5 years, 6 months ago

11820  0
Posted on Sep 30, 2018, 8 p.m.

Leisure sports such as badminton, tennis, soccer, and swimming may translate to considerably higher life expectancy over running alone on a treadmill, as published in Mayo Clinic Proceedings.

In an observational study investigating the links between longevity and 8 leisure time sports activities that involved 8677 participants all of the sports were variable adjusted and associated with longer lifespan gains: tennis being the top longevity gain of 9.7 years, badminton had 6.2 years, soccer 4.7, cycling 3.7, swimming 3.4, jogging 3.2, calisthenics 3.1, and solitary health club activities had 1.5 year gains. 12% of the cohort reported being sedentary and 66% reported being involved in at least one of the 8 selected sports. Subjects were followed for up to 25 years from 1991 to 2004 until 2017; 4448 participants died during the timeframe.

Findings were inline with other studies which consistently show that social isolation is among the strongest predictors of reduced life expectancy.
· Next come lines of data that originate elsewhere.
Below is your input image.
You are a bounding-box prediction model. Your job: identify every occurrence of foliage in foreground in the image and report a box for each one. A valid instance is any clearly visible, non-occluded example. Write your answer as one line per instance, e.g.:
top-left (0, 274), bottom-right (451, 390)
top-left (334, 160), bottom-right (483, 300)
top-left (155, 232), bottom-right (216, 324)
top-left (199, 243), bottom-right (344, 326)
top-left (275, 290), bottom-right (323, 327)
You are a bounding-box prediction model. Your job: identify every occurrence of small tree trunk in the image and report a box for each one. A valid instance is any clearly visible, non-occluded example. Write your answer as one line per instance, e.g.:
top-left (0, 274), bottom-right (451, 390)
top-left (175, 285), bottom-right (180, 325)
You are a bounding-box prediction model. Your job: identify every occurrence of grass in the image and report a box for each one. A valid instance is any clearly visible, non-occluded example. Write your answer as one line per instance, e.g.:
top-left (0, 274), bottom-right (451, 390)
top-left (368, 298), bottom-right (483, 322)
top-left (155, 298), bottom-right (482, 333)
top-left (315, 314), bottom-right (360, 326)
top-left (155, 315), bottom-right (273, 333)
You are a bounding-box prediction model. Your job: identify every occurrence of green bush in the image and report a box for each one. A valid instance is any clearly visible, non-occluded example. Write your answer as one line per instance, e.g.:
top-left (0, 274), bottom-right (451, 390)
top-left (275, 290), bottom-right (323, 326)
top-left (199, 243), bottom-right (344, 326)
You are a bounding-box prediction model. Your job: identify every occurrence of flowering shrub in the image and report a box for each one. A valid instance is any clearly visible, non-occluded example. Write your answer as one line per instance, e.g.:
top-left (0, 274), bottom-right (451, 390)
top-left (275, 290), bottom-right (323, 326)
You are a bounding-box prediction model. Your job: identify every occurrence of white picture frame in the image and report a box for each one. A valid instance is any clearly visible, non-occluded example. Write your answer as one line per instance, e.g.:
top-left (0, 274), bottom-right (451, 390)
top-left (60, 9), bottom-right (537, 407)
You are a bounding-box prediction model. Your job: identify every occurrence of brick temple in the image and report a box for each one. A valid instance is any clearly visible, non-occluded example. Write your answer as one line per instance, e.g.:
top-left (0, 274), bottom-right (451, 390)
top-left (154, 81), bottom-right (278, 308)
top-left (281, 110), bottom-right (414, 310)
Social isolation has been reported to pose the same risk for premature death as some traditional medical factors such as hypertension, and can increase likelihood of cardiovascular events.

Sedentary subjects in this group tended to be older with a mean age of 61 years; the youngest subject with a mean age of 39 tending to play soccer, which was followed by joggers with a mean age of 40. At 56% participation cycling was the most prevalent activity. Women were more likely to swim or do calisthenics, and men were more predominate in soccer, tennis, and badminton.

Average weekly volume for activities was 411 minutes, but varied from 58 for swimmers, 103 minutes for tennis, to 386 for cyclists who spent more than twice the amount of time to pedaling than any other sport. The longest total duration of all activities combined was those of health club goers at 599 minutes per week on average, who experienced the smallest gain in terms of longevity in this study.

Golf was noted to be associated with a variety of robust health benefits in other studies, including a separate large observational study reporting regular play could raise life expectancy by as much as 5 years.